I wouldn't be surprised if various hormonal levels, such as oxytocin, have an effect, as well.

Dec. 13 2012 10:00 AM
anna from new your

Dear Ed,
Sorry to inform you but both the "philosophers" and their followers were products of your Christian "empathy" upbringing. It's a known fact, that die Kommendanten and Kommandantinnen would come home to celebrate your empathy idol's birth on break from their "emphatic" duties.
It's strange that you don't know that the Nazis weren't some aliens who descended on this bwonderful Christian land. Such a convenient ignorance.

Dec. 13 2012 09:58 AM
anna from new york

You, people, are confused. Babbling about bigotry, while promoting a perfect representative of one of the most bigoted "cultures' in the world (yes, Dickens)

Dec. 13 2012 09:49 AM
Linda from fort lauderdale, fl

When my son was at daycare, around two years old, his best little buddy was in "time out". My son sat with him the whole time (a scant couple of minutes but an eternity to a two year old). At 13, he continues to display similar actions... when he's not being a typical 13 year old boy.

Dec. 13 2012 09:48 AM
Ed from Larchmont

The philosophers in Germany before the Nazis argued that one should not feel empathy: that increases suffering from the one who is suffering to other people also. Misguided.

For a Christian, the teaching of empathy is seen on the Cross.

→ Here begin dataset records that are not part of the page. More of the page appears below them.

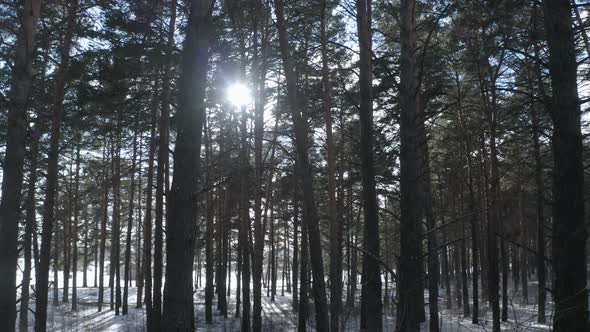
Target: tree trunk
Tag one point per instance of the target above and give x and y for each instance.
(569, 233)
(410, 289)
(52, 172)
(12, 179)
(333, 221)
(371, 306)
(147, 224)
(244, 224)
(303, 290)
(304, 172)
(209, 230)
(295, 250)
(182, 212)
(127, 274)
(75, 228)
(103, 226)
(138, 231)
(30, 221)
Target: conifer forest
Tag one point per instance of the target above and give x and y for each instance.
(294, 165)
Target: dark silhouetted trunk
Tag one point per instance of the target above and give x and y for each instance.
(52, 172)
(569, 233)
(371, 306)
(103, 226)
(12, 171)
(182, 211)
(410, 263)
(304, 172)
(76, 205)
(147, 224)
(127, 274)
(30, 220)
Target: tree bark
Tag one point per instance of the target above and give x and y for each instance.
(304, 172)
(127, 274)
(30, 221)
(569, 233)
(410, 294)
(182, 211)
(52, 172)
(76, 204)
(103, 226)
(147, 224)
(12, 179)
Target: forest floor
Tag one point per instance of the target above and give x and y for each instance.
(277, 315)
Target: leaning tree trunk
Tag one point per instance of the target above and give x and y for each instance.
(12, 179)
(569, 233)
(52, 172)
(182, 212)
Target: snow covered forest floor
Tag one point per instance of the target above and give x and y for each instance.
(277, 315)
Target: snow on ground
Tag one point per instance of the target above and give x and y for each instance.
(277, 315)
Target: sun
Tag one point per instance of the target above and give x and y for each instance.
(239, 95)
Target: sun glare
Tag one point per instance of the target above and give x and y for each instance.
(239, 95)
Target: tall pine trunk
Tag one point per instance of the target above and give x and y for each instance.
(410, 289)
(75, 239)
(569, 233)
(12, 179)
(182, 212)
(304, 172)
(52, 172)
(127, 274)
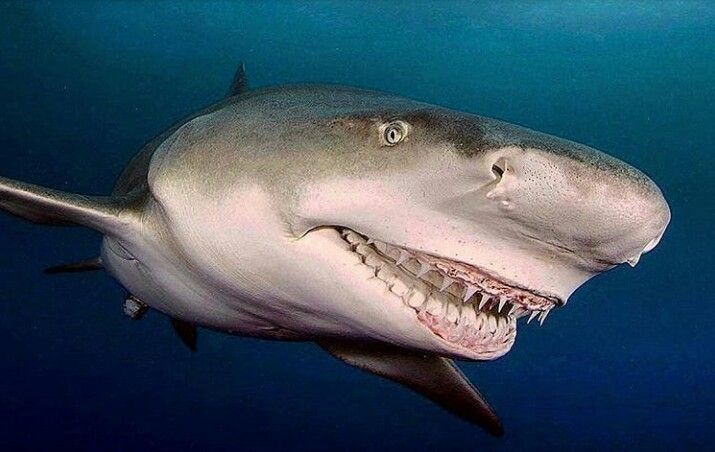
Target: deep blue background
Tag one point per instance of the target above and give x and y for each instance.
(628, 363)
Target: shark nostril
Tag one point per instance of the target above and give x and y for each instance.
(497, 170)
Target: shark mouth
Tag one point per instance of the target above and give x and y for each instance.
(461, 304)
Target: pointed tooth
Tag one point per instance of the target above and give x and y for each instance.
(502, 302)
(471, 290)
(531, 317)
(452, 312)
(404, 255)
(542, 317)
(424, 268)
(446, 282)
(492, 323)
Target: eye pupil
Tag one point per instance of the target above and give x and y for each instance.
(497, 170)
(394, 133)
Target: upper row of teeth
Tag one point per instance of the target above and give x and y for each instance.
(469, 290)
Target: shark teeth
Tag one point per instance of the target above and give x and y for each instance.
(470, 312)
(469, 293)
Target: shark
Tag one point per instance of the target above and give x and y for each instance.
(397, 235)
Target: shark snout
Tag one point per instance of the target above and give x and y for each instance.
(632, 214)
(649, 223)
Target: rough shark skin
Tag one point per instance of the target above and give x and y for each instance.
(394, 233)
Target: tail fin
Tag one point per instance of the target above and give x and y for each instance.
(46, 206)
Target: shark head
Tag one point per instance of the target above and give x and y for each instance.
(452, 226)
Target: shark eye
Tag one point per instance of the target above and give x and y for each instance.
(394, 132)
(499, 168)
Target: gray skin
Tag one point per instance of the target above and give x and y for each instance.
(232, 220)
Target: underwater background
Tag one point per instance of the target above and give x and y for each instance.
(628, 364)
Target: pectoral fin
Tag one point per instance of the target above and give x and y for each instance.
(187, 332)
(435, 377)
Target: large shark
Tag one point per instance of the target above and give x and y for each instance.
(396, 234)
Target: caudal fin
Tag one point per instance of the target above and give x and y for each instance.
(47, 206)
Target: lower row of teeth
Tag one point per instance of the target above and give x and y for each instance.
(477, 310)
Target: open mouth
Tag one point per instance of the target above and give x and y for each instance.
(460, 303)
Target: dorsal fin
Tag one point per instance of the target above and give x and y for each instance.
(240, 82)
(434, 377)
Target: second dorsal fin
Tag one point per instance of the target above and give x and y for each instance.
(240, 82)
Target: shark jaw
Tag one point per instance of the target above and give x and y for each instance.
(470, 311)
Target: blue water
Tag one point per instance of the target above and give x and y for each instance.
(628, 364)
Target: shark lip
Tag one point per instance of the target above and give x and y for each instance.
(460, 303)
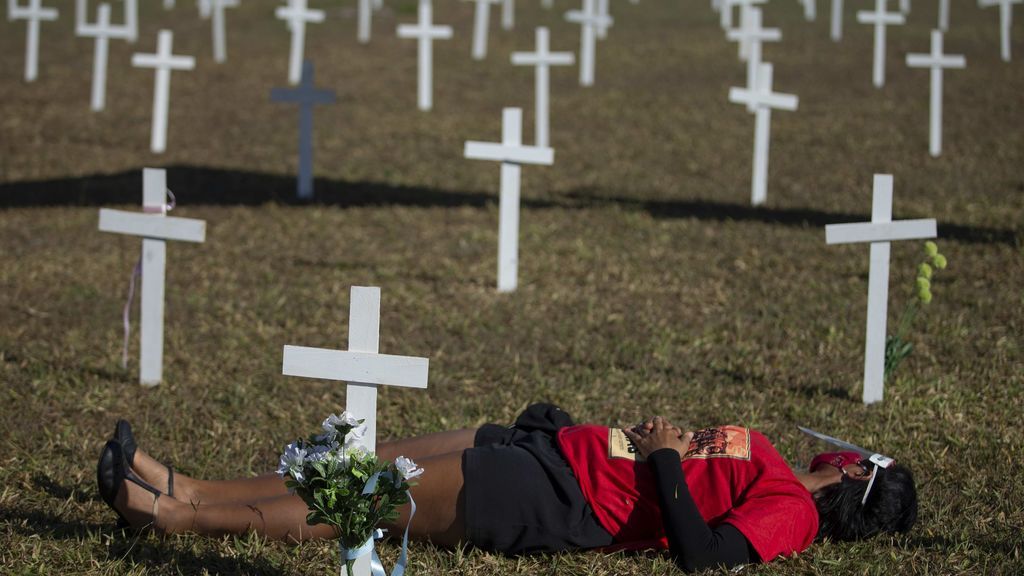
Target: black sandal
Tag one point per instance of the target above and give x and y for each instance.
(124, 436)
(113, 470)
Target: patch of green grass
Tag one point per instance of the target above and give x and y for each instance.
(647, 284)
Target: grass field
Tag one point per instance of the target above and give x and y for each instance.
(647, 283)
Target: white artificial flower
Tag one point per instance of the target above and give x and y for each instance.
(292, 461)
(407, 467)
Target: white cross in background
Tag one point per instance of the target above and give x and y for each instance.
(1006, 22)
(102, 32)
(481, 24)
(542, 59)
(810, 9)
(881, 18)
(164, 62)
(127, 31)
(156, 229)
(880, 233)
(363, 367)
(937, 62)
(297, 14)
(33, 13)
(512, 155)
(944, 15)
(837, 21)
(763, 100)
(754, 35)
(215, 8)
(425, 33)
(589, 22)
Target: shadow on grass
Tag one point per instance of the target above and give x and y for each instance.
(221, 187)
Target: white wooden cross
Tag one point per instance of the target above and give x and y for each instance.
(589, 22)
(215, 10)
(836, 31)
(481, 24)
(363, 367)
(512, 154)
(937, 62)
(306, 95)
(426, 33)
(881, 18)
(164, 62)
(542, 59)
(1006, 23)
(944, 15)
(754, 35)
(880, 233)
(508, 14)
(763, 100)
(33, 13)
(743, 32)
(102, 32)
(810, 9)
(156, 229)
(126, 31)
(297, 14)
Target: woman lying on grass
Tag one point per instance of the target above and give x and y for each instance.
(717, 496)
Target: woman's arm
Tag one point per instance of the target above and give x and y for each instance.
(692, 543)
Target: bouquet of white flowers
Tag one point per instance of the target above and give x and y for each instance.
(347, 487)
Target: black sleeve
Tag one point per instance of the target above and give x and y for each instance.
(692, 543)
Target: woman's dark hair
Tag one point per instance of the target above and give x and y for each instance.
(891, 506)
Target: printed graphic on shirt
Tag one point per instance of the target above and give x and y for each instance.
(722, 442)
(622, 447)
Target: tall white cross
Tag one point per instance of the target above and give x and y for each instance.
(297, 14)
(542, 59)
(33, 13)
(880, 233)
(944, 15)
(164, 62)
(126, 31)
(512, 154)
(215, 9)
(101, 31)
(363, 367)
(810, 9)
(426, 33)
(306, 95)
(508, 14)
(937, 62)
(763, 100)
(836, 30)
(156, 229)
(589, 22)
(481, 24)
(742, 34)
(1006, 23)
(881, 18)
(754, 35)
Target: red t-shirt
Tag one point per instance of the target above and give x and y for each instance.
(734, 476)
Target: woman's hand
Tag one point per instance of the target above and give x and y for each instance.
(656, 435)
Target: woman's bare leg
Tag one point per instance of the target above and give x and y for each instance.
(439, 515)
(249, 490)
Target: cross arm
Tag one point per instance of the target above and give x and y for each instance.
(359, 367)
(881, 232)
(503, 153)
(152, 225)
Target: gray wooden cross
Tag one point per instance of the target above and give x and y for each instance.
(306, 95)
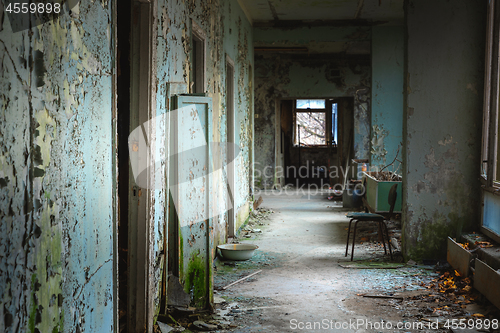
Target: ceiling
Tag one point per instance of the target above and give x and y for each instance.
(265, 12)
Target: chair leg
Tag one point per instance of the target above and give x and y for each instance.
(354, 239)
(388, 239)
(348, 233)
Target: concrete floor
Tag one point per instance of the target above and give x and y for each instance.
(304, 284)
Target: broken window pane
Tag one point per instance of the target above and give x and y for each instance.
(310, 104)
(310, 128)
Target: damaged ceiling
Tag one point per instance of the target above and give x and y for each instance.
(278, 12)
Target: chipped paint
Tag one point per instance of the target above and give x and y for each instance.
(301, 76)
(228, 32)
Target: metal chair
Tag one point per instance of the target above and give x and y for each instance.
(370, 217)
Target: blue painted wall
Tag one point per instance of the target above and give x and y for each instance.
(57, 151)
(442, 126)
(387, 95)
(491, 212)
(296, 75)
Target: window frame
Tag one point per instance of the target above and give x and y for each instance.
(490, 155)
(199, 59)
(328, 122)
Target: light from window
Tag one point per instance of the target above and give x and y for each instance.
(310, 104)
(310, 128)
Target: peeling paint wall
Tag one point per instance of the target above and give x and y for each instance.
(281, 75)
(443, 120)
(227, 32)
(56, 153)
(387, 95)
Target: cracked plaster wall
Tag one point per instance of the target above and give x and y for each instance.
(309, 76)
(443, 120)
(387, 95)
(56, 139)
(56, 194)
(228, 32)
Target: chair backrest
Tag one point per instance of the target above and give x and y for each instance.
(393, 195)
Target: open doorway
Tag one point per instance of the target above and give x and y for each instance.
(314, 140)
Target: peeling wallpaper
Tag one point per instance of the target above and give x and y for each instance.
(228, 33)
(443, 120)
(281, 75)
(387, 95)
(57, 188)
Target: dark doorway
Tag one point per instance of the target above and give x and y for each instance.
(316, 140)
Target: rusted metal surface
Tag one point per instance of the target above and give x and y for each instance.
(56, 201)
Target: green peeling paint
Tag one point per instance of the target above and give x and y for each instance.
(195, 283)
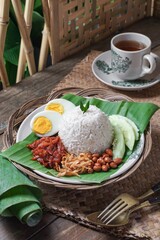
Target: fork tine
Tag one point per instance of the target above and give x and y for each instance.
(116, 215)
(112, 209)
(112, 214)
(115, 201)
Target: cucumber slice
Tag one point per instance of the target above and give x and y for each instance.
(127, 129)
(135, 128)
(118, 143)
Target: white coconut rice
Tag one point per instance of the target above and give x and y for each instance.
(86, 132)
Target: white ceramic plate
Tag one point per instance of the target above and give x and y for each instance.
(24, 130)
(101, 68)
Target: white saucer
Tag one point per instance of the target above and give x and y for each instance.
(101, 68)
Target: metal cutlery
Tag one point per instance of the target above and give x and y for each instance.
(122, 203)
(123, 218)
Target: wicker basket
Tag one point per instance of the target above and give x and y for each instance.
(21, 113)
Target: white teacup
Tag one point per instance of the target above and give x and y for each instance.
(131, 56)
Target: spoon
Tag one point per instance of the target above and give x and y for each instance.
(123, 218)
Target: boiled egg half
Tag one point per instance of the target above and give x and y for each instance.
(59, 105)
(46, 123)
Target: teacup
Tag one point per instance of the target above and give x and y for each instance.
(131, 56)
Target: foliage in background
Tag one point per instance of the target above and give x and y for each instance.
(13, 39)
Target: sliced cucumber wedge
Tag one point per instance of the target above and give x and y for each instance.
(118, 143)
(127, 129)
(135, 128)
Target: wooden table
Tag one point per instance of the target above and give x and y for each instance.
(51, 226)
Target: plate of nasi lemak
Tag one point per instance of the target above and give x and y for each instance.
(82, 140)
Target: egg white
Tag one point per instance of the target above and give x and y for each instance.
(55, 119)
(67, 105)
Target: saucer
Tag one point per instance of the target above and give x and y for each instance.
(101, 68)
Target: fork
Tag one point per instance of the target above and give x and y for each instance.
(122, 203)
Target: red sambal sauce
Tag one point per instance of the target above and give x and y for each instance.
(48, 151)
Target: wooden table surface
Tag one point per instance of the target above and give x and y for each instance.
(51, 226)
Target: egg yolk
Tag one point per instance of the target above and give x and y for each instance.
(42, 125)
(57, 107)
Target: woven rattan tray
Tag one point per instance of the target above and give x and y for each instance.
(76, 201)
(20, 114)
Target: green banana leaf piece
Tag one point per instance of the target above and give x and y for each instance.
(19, 196)
(140, 113)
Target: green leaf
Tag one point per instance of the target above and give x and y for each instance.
(18, 195)
(37, 28)
(20, 154)
(12, 72)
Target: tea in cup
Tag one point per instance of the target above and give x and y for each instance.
(131, 56)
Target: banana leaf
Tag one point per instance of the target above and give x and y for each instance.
(19, 196)
(140, 113)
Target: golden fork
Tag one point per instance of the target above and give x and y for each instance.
(122, 203)
(123, 218)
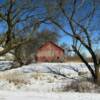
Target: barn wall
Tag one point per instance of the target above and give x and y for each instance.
(49, 53)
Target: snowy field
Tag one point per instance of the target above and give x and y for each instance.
(44, 81)
(6, 95)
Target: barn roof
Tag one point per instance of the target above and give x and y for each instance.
(51, 43)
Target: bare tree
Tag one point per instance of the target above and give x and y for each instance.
(79, 17)
(21, 18)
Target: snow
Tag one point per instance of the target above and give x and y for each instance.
(39, 77)
(38, 82)
(6, 95)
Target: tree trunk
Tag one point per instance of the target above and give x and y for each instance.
(97, 77)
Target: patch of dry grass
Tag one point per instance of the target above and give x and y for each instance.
(15, 77)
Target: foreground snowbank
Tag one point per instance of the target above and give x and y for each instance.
(6, 95)
(43, 77)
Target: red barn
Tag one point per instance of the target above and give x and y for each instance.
(50, 52)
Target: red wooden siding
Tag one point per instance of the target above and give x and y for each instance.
(49, 52)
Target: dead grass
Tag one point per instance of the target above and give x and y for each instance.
(16, 78)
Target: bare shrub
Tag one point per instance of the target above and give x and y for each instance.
(81, 86)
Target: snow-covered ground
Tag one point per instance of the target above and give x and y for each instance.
(41, 82)
(6, 95)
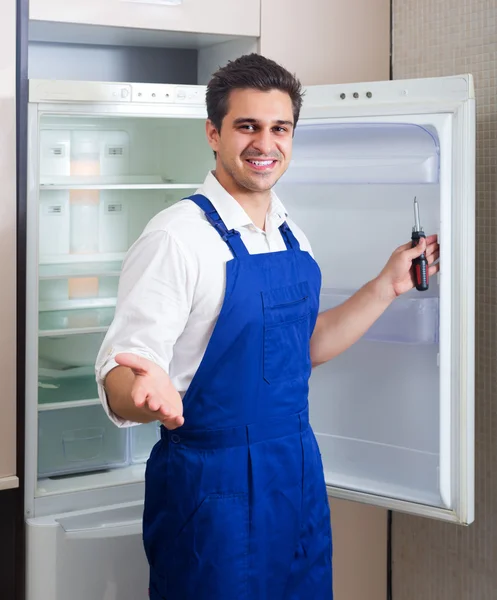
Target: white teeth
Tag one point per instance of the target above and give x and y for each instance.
(261, 163)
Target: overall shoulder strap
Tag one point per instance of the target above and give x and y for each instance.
(290, 240)
(230, 237)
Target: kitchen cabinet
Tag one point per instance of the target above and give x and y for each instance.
(222, 17)
(328, 41)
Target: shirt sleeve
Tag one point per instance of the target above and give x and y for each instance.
(153, 303)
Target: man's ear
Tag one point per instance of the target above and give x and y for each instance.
(212, 135)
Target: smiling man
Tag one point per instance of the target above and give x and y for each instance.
(215, 334)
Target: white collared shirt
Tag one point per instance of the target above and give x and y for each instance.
(173, 280)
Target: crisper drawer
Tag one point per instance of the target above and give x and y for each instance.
(142, 440)
(79, 439)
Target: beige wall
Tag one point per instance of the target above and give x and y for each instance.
(360, 551)
(328, 41)
(7, 239)
(434, 561)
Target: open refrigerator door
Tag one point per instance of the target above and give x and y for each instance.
(394, 414)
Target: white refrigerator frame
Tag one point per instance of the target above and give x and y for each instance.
(451, 96)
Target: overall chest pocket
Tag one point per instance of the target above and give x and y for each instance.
(286, 333)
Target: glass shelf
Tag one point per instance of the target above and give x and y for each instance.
(110, 182)
(410, 319)
(64, 389)
(70, 322)
(76, 304)
(85, 269)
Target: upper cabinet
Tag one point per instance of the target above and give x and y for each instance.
(221, 17)
(328, 41)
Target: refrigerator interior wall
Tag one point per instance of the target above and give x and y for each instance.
(375, 408)
(101, 181)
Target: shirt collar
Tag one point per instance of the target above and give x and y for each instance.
(232, 213)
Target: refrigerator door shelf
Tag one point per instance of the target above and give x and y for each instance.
(408, 320)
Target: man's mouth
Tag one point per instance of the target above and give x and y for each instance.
(261, 165)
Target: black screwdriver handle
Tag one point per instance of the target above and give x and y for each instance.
(420, 265)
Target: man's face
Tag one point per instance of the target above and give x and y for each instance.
(254, 145)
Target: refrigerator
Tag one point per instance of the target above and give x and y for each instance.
(393, 415)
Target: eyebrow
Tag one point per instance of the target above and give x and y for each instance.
(249, 120)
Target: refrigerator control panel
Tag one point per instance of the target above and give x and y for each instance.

Don't children learn empathy from their parents example?

Dec. 13 2012 09:44 AM
anna from new york

Yes, I need illiterate actors' explanation of societies (or anything else).
Yes, Carnegie (or Mellon whomever he mentions) was a wonderful human being. Sure, only in the mind of illiterate actors. Yes, the societal problems start in the world of finance. Sure, only in the minds of illiterate actors.
What a barbaric conversation.

Dec. 13 2012 09:42 AM
B Sloan from Myrtle Beach, SC

Empathy is my then four year old son Philip running for his piggy bank during the Jerry Lewis Telethon in hopes that his money will help cure his friend Gregory who had muscular dystrophy. His 7 year old brother did the same. No prompting or comment from Mom was required.

Dec. 13 2012 09:41 AM
Barbara Sloan from Myrtle B

Empathy is my barely 4 year old son running for his piggy bank to give money to a Jerry Lewis telethon so it would help cure his friend Gregory, who had muscular dystrophy.

Dec. 13 2012 09:38 AM
anna from new york

This babbling about empathy is irritating. How can you teach children about empathy in a country of wrong values? In one of the most liberal states the governor is against raising of minimal wage (while his ... whatever approaches the victims with some Thanksgiving dinner - sure it will help people on minimal wage without any benefits) and the population loves, loves, loves the entire scheme.

Dec. 13 2012 09:27 AM
unkerjay from Puget Sound, WA

There's a school of thought that to get ahead requires a degree of dog eat dog mentality, to be a leader requires a degree of amorality, of psychopathy, a resistance to fragility (not to mention the "sand in the face - Charles Atlas" effect):

"The Wisdom of Psychopaths: What Saints, Spies, and Serial Killers Can Teach Us About Success"

"Antifragile: Things That Gain from Disorder"

"The War Against Boys" (The Atlantic")

"Leadership is Amoral, or Why You Want Them On That Wall…" (Fistful of Talent)

We don't do a very good job of rewarding empathy. Subsequently we don't much value empathy.

Empathy isn't seen as being a prerequisite to success in life (personal or professional).

The phrase "bleeding heart liberal" supports the point. So, for that matter too, does, "right wing wacko" or "right wing extremist".

In war, I learned, that who one would consider an enemy to be killed was dehumanized as part of that process. Look at almost every conflict we've been in, and the associated derisive slang for the Japanese, the Germans, the Italians, middle eastern combatants.

Empathy's got an uphill battle against conventional "wisdom" (or lack thereof).